В кино обычно во время похорон идет дождь. Как будто небо плачет вместе со всеми. Даже если дождя нет, то его делают, не обращая внимания на светящее солнце. Люди в черном стоят около могилы, вытирают слезы и идет дождь. В день похорон Паши этого не было. Солнышко сегодня решило, что наступило лето. Птицы пели на разные лады. Только люди в черных одеждах и могила в искусственных цветах с черными лентами: «Помним. Скорбим». Хоронили Пашу в закрытом гробу. Сережа держался. Я не знала, стоило ли нам появляться на похоронах. Боялась, что Света начнет скандалить. Она сама позвонила. Сказала, когда все будет. Сережа в любом случае хотел поехать.
Все эти дни он не ходил в школу. Я и не заставляла. Почти не выходил из своей комнаты. Мы разговаривали в эти дни. Много разговаривали. Обо всем. Я очень боялась, что он уйдет в себя, замкнется, сломается. В глазах то и дело мелькала растерянность. Он словно что-то не понимал. И все это время пытался понять, что-то решить для себя.

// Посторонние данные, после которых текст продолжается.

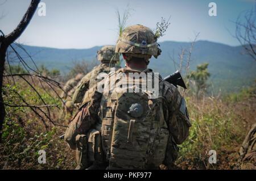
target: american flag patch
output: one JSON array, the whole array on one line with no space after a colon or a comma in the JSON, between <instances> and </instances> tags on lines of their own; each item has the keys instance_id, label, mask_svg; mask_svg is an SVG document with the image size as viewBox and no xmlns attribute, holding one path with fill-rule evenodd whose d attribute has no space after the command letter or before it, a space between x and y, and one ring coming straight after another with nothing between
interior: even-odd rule
<instances>
[{"instance_id":1,"label":"american flag patch","mask_svg":"<svg viewBox=\"0 0 256 181\"><path fill-rule=\"evenodd\" d=\"M180 104L180 112L184 116L186 115L186 103L185 99L183 98L181 99L181 103Z\"/></svg>"}]
</instances>

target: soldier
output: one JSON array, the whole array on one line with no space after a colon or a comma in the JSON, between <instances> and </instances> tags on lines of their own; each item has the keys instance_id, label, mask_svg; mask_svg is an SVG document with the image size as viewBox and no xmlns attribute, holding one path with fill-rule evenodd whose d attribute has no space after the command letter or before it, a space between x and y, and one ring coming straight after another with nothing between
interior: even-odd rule
<instances>
[{"instance_id":1,"label":"soldier","mask_svg":"<svg viewBox=\"0 0 256 181\"><path fill-rule=\"evenodd\" d=\"M239 153L243 170L256 170L256 124L253 125L243 141Z\"/></svg>"},{"instance_id":2,"label":"soldier","mask_svg":"<svg viewBox=\"0 0 256 181\"><path fill-rule=\"evenodd\" d=\"M65 134L77 150L77 169L171 169L191 125L177 89L147 69L160 53L154 33L141 25L127 27L115 52L126 68L86 92Z\"/></svg>"},{"instance_id":3,"label":"soldier","mask_svg":"<svg viewBox=\"0 0 256 181\"><path fill-rule=\"evenodd\" d=\"M71 96L74 94L77 84L83 76L82 74L79 73L75 78L68 80L63 87L63 92L60 96L65 101L65 104L63 104L63 117L65 117L67 113L69 113L71 115L75 108L75 105L73 103Z\"/></svg>"},{"instance_id":4,"label":"soldier","mask_svg":"<svg viewBox=\"0 0 256 181\"><path fill-rule=\"evenodd\" d=\"M79 83L73 95L72 99L75 104L81 103L86 91L101 81L112 69L118 70L121 68L116 65L119 59L119 56L115 53L114 46L104 46L98 50L97 54L97 59L101 62L101 64L94 67Z\"/></svg>"}]
</instances>

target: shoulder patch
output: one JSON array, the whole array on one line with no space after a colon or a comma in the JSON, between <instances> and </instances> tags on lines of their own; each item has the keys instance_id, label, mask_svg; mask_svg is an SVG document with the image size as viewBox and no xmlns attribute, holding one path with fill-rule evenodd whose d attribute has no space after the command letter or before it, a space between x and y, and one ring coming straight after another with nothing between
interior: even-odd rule
<instances>
[{"instance_id":1,"label":"shoulder patch","mask_svg":"<svg viewBox=\"0 0 256 181\"><path fill-rule=\"evenodd\" d=\"M185 99L183 98L182 98L180 102L181 103L180 103L180 108L179 108L179 111L184 116L187 116L186 115L186 102L185 101Z\"/></svg>"}]
</instances>

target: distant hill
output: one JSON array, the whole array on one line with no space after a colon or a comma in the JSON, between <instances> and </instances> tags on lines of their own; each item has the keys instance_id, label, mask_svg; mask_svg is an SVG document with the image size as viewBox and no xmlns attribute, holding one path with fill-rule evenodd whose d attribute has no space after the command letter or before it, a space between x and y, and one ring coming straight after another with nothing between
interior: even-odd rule
<instances>
[{"instance_id":1,"label":"distant hill","mask_svg":"<svg viewBox=\"0 0 256 181\"><path fill-rule=\"evenodd\" d=\"M190 43L168 41L159 44L162 53L158 59L151 59L150 68L164 77L175 70L170 56L174 54L178 62L181 48L188 49ZM32 56L38 65L44 64L50 69L57 68L63 73L67 73L72 67L75 61L96 61L97 50L101 47L76 49L24 45L23 47ZM16 49L22 57L27 57L21 49ZM256 62L249 56L242 54L242 51L241 46L231 47L208 41L198 41L192 52L191 69L195 70L196 65L202 62L209 62L211 74L210 82L213 85L215 92L220 89L222 92L238 91L243 86L251 85L256 78ZM32 66L29 58L24 59Z\"/></svg>"}]
</instances>

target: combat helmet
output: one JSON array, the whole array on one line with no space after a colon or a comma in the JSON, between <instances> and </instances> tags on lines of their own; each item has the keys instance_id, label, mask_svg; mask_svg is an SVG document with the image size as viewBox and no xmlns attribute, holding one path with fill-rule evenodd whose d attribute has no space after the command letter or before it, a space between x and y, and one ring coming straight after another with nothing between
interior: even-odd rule
<instances>
[{"instance_id":1,"label":"combat helmet","mask_svg":"<svg viewBox=\"0 0 256 181\"><path fill-rule=\"evenodd\" d=\"M103 63L116 63L119 61L119 55L115 53L115 46L106 45L97 52L97 59Z\"/></svg>"},{"instance_id":2,"label":"combat helmet","mask_svg":"<svg viewBox=\"0 0 256 181\"><path fill-rule=\"evenodd\" d=\"M158 46L153 31L137 24L126 27L122 32L115 45L115 53L125 53L128 61L132 57L148 60L152 56L157 58L160 55Z\"/></svg>"}]
</instances>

Дима поддерживал Свету. Он все организовал, успокаивал Нику. Света не плакала. Смотрела на все потухшим взглядом. Постарела лет на десять. Когда все закончилось, то она подошла к нам. Тяжелое молчание.
— Извини, я не права была, — сказала она Сережке. Слова ей явно дались с трудом.
— Я понимаю, — ответил он. Она лишь кивнула. Посмотрела на меня.
— Не хочу сейчас никого видеть. Поминок не будет. Домой поеду. А ты береги Сережку.
— Тебе помощь нужна? — спросила я.
— Какая? Тут разве можно помочь? Не сойти с ума? Мне нельзя. У меня Ника есть. Нужно жить. Осталось только понять, как жить, — ответила она.
Вот и закончилась наша дружба. Не знаю почему, но я поняла, что общаться как раньше у нас не получится. Слишком много воспоминаний. Иногда воспоминания сближают людей, а иногда отдаляют. В этот раз было так. Я и Сережа все время будем ей напоминать о сыне. Может она и забрала свои слова, но могла в душе обвинять Сережу, хотя он меньше всего был виноват в случившемся.
Мы не поехали со всеми. Пошли пешком до автобусов. Кто-то ухаживал за могилами, по пути увидели еще одни похороны. С памятников смотрели фотографии людей. Пожилые, молодые, дети — все это заставляло задуматься о жизни и ее конце. Ничего вечного нет. Вроде и понимаешь это, а все равно осознание приходит в таких местах, чтоб потом опять быть задвинутым повседневными проблемами на второй план. Так и должно быть. Все время думать о смерти нельзя. Тогда и жить не захочешь.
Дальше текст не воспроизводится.